PEP never mandates for the frontend to do this addition, as most build backend (declarative in nature) will never need this. So such functionality was deemed to be under the responsibility of the front end. setuptools respectively thinks if users want this functionality they should be explicit in their setup.py and add prepend manually the respective path to the sys.path.

To simplify the pip code base pip decided to opt in into PEP-517 all people having a pyproject.toml into the setuptools backend. Now with this issue even packages that haven't opted in to PEP-517 started to break. To fix this, setuptools added a new build backend (setuptools.build_meta:__legacy__) designed to be used by frontends as a default when the build backend is left unspecified; when projects add the build-backend key, they will have to also change their setup.py to either add the source root to their sys.path or avoid importing from the source root.

self bootstrapping backends

Another interesting problem was raised that has a much tighter user base, but exposes an interesting problem. In case we don't want to use wheels, and we provision only via source distribution; how should we resolve the problem of how do we provide the build backend's build backend? For example, setuptools packages itself via setuptools. So were setuptools specify this via PEP-517 the build frontend would be put inside an infinite loop.

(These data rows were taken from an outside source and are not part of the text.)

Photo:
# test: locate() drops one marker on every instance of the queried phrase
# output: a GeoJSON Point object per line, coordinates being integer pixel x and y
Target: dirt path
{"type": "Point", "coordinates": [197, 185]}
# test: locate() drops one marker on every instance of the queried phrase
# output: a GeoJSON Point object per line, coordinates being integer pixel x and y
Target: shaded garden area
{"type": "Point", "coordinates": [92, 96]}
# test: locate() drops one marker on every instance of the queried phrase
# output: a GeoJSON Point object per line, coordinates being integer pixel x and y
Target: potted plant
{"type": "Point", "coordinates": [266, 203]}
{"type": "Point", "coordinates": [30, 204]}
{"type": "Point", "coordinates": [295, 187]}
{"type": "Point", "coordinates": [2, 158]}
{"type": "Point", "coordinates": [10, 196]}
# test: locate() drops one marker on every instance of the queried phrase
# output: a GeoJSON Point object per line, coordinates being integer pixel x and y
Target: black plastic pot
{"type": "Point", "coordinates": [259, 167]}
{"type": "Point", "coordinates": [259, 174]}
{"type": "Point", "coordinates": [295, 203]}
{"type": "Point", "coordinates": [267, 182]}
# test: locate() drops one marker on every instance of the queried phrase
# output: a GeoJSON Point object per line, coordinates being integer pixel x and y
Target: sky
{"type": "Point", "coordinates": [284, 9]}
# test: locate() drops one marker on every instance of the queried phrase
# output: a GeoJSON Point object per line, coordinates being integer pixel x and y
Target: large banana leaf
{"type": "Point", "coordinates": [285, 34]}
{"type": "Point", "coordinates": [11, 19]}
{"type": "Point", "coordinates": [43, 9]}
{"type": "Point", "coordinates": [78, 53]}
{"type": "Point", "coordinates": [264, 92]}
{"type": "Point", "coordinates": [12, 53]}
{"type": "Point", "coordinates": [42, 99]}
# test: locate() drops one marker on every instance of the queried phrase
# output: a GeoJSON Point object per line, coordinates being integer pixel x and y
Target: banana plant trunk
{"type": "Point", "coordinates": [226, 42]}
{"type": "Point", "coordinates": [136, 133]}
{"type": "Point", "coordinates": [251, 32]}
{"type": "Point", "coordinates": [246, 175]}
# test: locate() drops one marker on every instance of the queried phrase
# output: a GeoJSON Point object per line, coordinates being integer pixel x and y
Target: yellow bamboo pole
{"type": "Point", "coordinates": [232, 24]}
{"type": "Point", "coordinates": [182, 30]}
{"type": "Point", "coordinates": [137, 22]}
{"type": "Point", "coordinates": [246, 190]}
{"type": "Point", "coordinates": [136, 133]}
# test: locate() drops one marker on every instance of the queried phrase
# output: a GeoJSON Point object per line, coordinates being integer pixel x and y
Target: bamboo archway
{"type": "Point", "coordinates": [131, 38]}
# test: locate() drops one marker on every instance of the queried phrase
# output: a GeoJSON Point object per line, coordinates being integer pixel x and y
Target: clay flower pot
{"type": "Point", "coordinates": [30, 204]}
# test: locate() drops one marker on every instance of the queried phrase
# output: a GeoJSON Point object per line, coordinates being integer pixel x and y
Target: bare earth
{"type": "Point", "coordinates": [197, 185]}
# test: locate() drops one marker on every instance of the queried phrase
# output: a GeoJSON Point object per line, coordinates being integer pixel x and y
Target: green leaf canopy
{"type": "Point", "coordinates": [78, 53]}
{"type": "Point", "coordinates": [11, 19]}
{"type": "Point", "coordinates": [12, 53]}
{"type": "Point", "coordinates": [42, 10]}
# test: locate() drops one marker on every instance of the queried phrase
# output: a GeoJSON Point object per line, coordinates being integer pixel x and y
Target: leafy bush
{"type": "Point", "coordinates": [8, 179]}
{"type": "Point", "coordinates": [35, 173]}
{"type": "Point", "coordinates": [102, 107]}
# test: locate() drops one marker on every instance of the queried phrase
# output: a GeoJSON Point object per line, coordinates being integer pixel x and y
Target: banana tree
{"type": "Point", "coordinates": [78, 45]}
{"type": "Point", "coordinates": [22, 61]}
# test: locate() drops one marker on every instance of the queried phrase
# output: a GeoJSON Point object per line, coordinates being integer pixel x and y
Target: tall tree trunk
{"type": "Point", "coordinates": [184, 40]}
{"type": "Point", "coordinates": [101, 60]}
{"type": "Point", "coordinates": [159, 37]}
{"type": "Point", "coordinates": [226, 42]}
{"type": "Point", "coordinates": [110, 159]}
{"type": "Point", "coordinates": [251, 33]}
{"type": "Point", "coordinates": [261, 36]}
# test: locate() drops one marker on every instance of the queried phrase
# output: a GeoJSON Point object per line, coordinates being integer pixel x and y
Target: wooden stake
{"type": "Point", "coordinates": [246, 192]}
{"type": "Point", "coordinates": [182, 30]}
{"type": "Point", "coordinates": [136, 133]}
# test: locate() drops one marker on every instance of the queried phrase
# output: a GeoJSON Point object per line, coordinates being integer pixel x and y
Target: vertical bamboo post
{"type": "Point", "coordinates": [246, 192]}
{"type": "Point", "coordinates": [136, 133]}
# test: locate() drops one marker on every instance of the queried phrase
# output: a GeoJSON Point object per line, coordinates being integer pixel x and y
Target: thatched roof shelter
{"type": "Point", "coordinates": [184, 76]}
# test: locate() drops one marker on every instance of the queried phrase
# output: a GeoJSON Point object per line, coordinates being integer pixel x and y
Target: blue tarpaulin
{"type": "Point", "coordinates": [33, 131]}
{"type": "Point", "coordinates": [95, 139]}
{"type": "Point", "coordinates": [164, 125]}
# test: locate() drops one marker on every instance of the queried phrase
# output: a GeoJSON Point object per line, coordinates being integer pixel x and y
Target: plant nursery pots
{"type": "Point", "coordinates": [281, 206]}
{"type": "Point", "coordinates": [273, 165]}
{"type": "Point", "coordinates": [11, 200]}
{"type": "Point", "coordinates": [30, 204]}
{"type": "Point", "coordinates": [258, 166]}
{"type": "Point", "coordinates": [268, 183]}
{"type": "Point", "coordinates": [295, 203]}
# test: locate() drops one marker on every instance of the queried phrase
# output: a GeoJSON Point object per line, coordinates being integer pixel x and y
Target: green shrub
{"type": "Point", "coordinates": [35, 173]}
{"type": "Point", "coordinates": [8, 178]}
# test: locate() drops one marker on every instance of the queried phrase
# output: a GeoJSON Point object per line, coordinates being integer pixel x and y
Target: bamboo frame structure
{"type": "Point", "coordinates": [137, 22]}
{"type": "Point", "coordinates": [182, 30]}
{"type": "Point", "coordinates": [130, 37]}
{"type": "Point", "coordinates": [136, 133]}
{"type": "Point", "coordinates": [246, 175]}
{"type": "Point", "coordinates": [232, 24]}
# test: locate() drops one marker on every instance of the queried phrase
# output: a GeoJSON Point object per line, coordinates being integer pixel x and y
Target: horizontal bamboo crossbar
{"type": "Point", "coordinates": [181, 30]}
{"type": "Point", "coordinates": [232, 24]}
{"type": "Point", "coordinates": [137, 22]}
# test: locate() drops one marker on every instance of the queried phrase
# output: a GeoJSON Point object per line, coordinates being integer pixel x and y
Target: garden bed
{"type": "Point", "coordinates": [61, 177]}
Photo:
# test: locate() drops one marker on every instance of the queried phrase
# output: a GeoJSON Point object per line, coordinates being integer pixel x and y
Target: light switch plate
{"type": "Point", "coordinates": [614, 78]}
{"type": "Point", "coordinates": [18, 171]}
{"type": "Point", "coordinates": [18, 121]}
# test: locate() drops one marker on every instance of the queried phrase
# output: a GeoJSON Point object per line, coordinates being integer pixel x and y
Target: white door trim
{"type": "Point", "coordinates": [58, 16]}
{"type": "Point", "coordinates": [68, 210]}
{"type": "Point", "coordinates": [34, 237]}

To install the library pugs it would first try to create an isolated environment. This environment needs setuptools, so the build frontend will need to build a wheel to satisfy it. The wheel build would itself trigger the creation of an isolated environment, which has build dependency again setuptools.

How to break this loop? Mandate all build backends must be exposed as wheels? Allow backends that can build themselves? Should these self build backend allowed to take on dependencies? There's a long discussion with various options, pros and cons, so if you're interested make sure to head over the python Discourse board and give your opinion.

three fawn pugs
Photo by Sneaky Elbow / Unsplash - we're all together in this

Conclusion

Packaging is hard. Improving a packaging system without any breakage where users can write and run arbitrary code during the packaging in your free time is probably impossible. With PEP-518 though now build dependencies are explicit and build environments easy to create. With PEP-517 we can start moving into a more declarative packaging namespace, that allows less space for users to make mistakes and provide better messages when things inevitably go wrong.

Granted as we go through this changes some packages might break, and we might disallow some practices that worked until now. We (PyPa maintainers) don't do it in bad faith though, so when errors do pop up please do fill in a detailed error report with what went wrong, how you tried to use it, and what is your use case.

We're trying to genuinely improve the packaging ecosystem, as such we've created the integration-test repository, as an effort to ensure that in future we can catch at least some of these edge cases before they land on your machine. If you have any suggestion or requirements to any part of packaging feel free to start a discussion on the Discuss Python forums packaging section, or open an issue for the relevant tool at hand.

fawn pug sitting on couch
Photo by Milan Popovic / Unsplash - the end

That's all for now, thanks for reading through it all! I would like to thank Paul Ganssle for reviewing the packaging series post, and Tech At Bloomberg for allowing me to do open source contributions during my working hours.